Wat de elektrische motorrijtuigen betreft, werd de nul die de klas aanduidt, weggelaten, zodat hun identificatienummer nog slechts drie cijfers bevat in de plaats van vier. Hier werd de onderverdeling in reeksen zo opgevat dat het nieuwe nummer, in praktisch elk geval, overeenstemt met het bestaande volgnummer, met dien verstande dat het voorgetal «228» weggelaten werd.
Het principe van overeenstemming tussen de volgnummers van de nieuwe en de oude nummering werd trouwens toegepast voor alle reeksen van voertuigen waar zulks enigszins mogelijk was.
De nieuwe nummers, waarvan de vorm van de cijfers beantwoordt aan de UlC-normen, zijn 250 mm hoog ; ze werden aangebracht, enerzijds, op elke kopwand van het voertuig en, anderzijds, vooraan in de bovenhelft van elke linkerzijwand. Het personeel van de seinhuizen, stations, enz. kan ze aldus gemakkelijk van op afstand lezen.
De tractiewerkplaatsen hebben de nieuwe nummers geschilderd met behulp van lettervormen die door de CW Mechelen vervaardigd werden.
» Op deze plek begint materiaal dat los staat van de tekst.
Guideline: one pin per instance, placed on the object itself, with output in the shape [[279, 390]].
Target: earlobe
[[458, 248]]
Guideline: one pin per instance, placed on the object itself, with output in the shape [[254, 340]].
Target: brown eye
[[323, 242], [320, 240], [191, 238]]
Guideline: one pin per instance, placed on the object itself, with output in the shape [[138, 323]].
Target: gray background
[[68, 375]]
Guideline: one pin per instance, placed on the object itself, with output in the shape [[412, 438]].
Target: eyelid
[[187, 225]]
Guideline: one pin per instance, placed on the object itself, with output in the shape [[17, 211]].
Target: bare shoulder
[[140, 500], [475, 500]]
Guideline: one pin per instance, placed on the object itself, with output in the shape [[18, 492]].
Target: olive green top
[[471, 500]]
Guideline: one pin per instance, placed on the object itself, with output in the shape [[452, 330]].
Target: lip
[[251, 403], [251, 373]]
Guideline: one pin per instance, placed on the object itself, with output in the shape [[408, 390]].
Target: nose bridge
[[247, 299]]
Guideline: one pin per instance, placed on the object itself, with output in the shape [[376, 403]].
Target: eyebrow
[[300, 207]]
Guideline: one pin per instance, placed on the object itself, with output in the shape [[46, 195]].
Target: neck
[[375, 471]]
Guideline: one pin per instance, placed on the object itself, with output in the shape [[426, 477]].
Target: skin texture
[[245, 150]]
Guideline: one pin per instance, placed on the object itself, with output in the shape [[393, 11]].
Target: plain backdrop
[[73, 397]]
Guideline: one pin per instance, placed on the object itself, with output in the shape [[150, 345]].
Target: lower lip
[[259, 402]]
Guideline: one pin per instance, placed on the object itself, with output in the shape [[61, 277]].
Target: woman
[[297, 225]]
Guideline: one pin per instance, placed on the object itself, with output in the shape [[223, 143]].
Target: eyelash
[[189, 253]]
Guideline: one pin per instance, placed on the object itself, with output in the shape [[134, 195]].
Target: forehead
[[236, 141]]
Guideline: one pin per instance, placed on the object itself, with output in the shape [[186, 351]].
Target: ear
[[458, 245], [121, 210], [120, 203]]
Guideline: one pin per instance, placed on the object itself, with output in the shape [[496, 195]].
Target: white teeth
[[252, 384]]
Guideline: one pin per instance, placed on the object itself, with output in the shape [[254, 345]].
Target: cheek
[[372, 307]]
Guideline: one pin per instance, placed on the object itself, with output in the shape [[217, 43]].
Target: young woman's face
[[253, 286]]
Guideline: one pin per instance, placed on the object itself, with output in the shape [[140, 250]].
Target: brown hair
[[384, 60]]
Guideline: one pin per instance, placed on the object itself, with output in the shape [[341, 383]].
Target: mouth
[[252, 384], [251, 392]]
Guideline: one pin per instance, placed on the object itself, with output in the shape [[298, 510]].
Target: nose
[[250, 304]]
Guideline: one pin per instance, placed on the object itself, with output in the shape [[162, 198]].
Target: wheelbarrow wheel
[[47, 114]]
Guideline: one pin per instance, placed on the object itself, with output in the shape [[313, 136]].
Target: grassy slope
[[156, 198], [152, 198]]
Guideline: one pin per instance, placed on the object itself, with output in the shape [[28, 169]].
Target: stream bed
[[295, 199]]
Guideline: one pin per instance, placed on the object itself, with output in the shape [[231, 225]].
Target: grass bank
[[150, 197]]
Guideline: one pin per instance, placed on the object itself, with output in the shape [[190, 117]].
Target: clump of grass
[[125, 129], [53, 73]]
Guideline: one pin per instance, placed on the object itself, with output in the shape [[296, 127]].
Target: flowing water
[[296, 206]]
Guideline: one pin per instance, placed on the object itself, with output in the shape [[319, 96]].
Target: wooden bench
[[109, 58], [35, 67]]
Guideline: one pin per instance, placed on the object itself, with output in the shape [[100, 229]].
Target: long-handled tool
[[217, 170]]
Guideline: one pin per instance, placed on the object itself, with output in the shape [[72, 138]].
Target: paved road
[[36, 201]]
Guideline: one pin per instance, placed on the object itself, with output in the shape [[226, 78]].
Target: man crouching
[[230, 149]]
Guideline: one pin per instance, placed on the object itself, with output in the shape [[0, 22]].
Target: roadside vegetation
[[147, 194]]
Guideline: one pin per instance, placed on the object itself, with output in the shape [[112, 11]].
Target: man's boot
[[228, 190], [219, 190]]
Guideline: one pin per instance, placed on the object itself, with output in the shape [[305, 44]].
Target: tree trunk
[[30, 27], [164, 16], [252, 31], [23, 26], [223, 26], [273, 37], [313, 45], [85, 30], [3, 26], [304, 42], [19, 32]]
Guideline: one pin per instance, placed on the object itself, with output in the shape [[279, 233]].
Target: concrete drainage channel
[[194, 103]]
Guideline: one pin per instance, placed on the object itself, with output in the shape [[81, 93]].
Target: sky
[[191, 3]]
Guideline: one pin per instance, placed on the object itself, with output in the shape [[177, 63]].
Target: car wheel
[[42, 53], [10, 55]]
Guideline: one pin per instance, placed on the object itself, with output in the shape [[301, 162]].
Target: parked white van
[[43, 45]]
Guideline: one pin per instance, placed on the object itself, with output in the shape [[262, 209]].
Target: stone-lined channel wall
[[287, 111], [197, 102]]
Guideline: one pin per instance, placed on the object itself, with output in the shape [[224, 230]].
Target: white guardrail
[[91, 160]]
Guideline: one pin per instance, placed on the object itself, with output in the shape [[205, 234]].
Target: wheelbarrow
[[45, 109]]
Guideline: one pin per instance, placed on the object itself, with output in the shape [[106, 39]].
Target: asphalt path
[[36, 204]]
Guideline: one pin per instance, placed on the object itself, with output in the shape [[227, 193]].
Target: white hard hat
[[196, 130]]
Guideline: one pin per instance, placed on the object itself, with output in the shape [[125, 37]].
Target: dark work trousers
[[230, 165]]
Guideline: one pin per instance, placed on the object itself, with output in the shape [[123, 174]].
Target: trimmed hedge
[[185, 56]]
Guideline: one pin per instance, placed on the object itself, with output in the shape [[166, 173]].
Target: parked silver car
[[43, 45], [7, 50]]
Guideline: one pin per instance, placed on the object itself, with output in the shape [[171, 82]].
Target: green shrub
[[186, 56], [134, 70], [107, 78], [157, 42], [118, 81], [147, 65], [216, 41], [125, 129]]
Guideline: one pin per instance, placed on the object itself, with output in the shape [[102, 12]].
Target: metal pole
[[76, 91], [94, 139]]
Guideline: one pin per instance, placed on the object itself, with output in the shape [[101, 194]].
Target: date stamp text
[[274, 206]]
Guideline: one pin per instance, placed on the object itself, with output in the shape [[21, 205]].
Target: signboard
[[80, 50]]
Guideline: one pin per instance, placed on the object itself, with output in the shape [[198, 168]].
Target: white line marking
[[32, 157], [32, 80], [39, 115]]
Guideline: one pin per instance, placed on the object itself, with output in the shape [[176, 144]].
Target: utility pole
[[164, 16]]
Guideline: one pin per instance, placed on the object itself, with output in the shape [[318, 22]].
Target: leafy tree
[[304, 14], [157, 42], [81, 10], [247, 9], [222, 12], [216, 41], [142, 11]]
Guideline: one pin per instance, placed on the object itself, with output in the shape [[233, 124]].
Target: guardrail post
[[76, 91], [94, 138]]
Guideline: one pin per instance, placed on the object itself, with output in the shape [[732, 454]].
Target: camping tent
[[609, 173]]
De kleur van de cijfers werd zo gekozen dat ze harmonieerde met het algemeen uitzicht van de voertuigen, d.w.z. :
- voor de locomotieven en motorrijtuigen met groene schildering en gele zichtbaarheidsbanden : geel, identiek met de kleur van de banden ;
- voor de elektrische locomotieven met groene schildering en sierbanden in lichte aluminiumlegering : zilvergrijs ;
- voor de motorrijtuigen in roestvrij staal (schijf 1956), donkerblauw ;
- voor de dieselmotorrijtuigen met rode en gele schildering : wit.
Voor de « blauwe » elektrische veelstroomlocomotieven van de internationale dienst, worden de cijfers, net als de sierbanden, van roestvrij staal vervaardigd.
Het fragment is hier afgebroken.